La donna smise di sorridere. “ Suo marito è l’uomo in compagnia dell’avvocato Feltre ?”
“ Sì.”
“ Allora mi ascolti con attenzione,” disse la donna. Il tono della voce era cambiato. Si sentiva l’urgenza.  “ Quando torna suo marito io smetterò di parlare e farò finta di non conoscerla. Credo che stia succedendo qualcosa di poco chiaro. Io lavoro con l’avvocato Clerici. Sono il ponte tra lo studio legale e l’associazione della dottoressa Sala. E per quanto ne so, lei ora dovrebbe essere molto lontana da qui, in Sudafrica, con Emanuela. Non so cosa sia successo, ma è chiaro che lei ha bisogno di aiuto. Ci siamo conosciute all’ospedale di Gallarate, quando lei ha avuto l’aborto. A gennaio. Poi ci siamo riviste nello studio di Martina. L’avvocato Clerici. Era tutto pronto, Emanuela aveva sistemato tutto …  ma lei non ricorda niente ?”

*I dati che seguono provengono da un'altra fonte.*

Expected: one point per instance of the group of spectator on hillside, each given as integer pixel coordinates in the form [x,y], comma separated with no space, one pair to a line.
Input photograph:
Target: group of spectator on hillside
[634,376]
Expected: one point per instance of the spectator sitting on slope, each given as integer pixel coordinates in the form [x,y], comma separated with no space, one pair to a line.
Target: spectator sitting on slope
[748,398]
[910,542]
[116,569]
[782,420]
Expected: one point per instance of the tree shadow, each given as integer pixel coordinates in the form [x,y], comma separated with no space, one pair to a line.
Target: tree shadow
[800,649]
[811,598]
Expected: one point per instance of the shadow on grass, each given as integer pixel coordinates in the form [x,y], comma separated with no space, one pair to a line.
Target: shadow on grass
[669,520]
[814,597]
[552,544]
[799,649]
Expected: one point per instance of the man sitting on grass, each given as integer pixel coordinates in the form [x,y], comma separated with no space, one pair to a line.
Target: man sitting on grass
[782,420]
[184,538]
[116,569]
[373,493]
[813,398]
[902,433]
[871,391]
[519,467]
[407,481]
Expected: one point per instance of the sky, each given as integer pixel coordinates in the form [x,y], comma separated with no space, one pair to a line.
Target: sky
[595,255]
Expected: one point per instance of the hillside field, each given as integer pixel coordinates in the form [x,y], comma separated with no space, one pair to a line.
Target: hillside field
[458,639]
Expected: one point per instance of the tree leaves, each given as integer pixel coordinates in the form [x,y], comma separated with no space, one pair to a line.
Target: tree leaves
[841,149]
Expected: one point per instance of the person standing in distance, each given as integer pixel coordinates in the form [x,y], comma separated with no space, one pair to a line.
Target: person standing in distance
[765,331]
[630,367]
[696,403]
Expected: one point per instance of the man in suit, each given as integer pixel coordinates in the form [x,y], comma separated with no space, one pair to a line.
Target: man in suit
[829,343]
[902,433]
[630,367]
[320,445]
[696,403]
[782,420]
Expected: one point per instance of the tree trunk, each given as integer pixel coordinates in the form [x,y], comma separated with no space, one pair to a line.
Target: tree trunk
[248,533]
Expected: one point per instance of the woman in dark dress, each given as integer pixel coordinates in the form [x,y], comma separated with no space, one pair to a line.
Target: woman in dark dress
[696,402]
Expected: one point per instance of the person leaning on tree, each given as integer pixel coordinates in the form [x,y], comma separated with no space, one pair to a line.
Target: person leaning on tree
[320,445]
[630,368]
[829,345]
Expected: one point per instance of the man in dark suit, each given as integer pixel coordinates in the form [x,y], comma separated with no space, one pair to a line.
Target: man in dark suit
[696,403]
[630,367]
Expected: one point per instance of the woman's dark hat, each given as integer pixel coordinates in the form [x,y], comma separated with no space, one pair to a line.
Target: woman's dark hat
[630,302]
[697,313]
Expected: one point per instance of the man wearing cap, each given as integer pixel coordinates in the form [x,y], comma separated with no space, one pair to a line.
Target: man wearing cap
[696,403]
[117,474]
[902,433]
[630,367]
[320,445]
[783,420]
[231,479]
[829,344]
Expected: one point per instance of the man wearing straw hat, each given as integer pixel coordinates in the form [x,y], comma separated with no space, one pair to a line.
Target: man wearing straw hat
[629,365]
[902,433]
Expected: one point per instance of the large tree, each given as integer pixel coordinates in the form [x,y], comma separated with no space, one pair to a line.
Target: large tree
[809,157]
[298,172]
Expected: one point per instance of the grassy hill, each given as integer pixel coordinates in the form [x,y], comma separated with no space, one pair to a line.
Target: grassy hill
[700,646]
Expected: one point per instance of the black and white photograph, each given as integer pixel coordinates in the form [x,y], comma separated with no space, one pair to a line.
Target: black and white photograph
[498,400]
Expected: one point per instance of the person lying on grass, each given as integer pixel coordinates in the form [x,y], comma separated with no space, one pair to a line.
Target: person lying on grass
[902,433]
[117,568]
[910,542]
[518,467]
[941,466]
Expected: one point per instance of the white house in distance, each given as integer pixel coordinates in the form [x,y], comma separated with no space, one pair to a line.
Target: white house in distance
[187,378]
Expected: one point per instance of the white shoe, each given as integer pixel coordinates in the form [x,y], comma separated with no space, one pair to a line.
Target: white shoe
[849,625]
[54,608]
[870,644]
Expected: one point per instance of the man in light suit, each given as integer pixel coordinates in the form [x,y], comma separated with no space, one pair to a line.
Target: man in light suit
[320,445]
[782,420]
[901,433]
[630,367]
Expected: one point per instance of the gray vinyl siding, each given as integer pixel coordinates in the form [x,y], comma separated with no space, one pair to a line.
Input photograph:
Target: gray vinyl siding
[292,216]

Giulia non la stava più ascoltando. L’incidente. A gennaio. Emanuela. Il Sudafrica. Cosa stava dicendo quella donna ?
“ Giulia, Giulia ! Mi ascolti !”
Ma lei stava scivolando lentamente giù dalla sedia. Vide il volto della donna sdoppiarsi, poi non vide più nulla.

“ Giulia … cara, stai meglio ?”
Lei sentì la voce di Cesare e riaprì lentamente gli occhi. Era sdraiata sul pavimento con qualcosa di morbido sotto la testa. Cosa diavolo sta succedendo, si chiese mentalmente. Dietro Cesare vide il volto di Carla Feltre, l’espressione chiaramente disgustata,  e accanto quello della donna che l’aveva così turbata. Nei suoi occhi ora c’era uno sguardo strano, come … un allarme. Sì, un allarme. Era come se cercasse di dirle qualcosa senza parlare, qualcosa di terribilmente importante.
“ Devi essere svenuta per il caldo,” continuò lui,      “ non dovevo portarti a Milano, ti sei stancata troppo. Scusami, ora torniamo a casa e potrai riposarti.”
“ Forse dovrebbe chiamare un medico,” intervenne la donna.
“ Non è necessario. Mia moglie è in convalescenza e si è affaticata troppo. Appena saremo a casa si sentirà meglio.” L’aiutò a rialzarsi e le fece bere un po’ d’acqua. Si congedò rapidamente dalla collega e raccolse la valigetta con i soldi. Mentre Cesare infilava alcune cartelline nella tasca esterna della ventiquattrore, la donna con i lunghi capelli castani le strinse un polso, mentre con l’altra mano le infilava qualcosa tra il palmo e le dita.
Istintivamente, Giulia strinse il pugno.

Le parole della donna le giravano in testa confusamente. C’era qualcosa, qualcosa che la sconosciuta aveva detto che le dava fastidio, come il rumore della goccia da un rubinetto che perde, ma non riusciva a concentrarsi. Con un ultimo, faticosissimo sforzo, infilò il bigliettino di carta tra la pelle e l’elastico delle mutandine e si lasciò cadere sul sedile della macchina.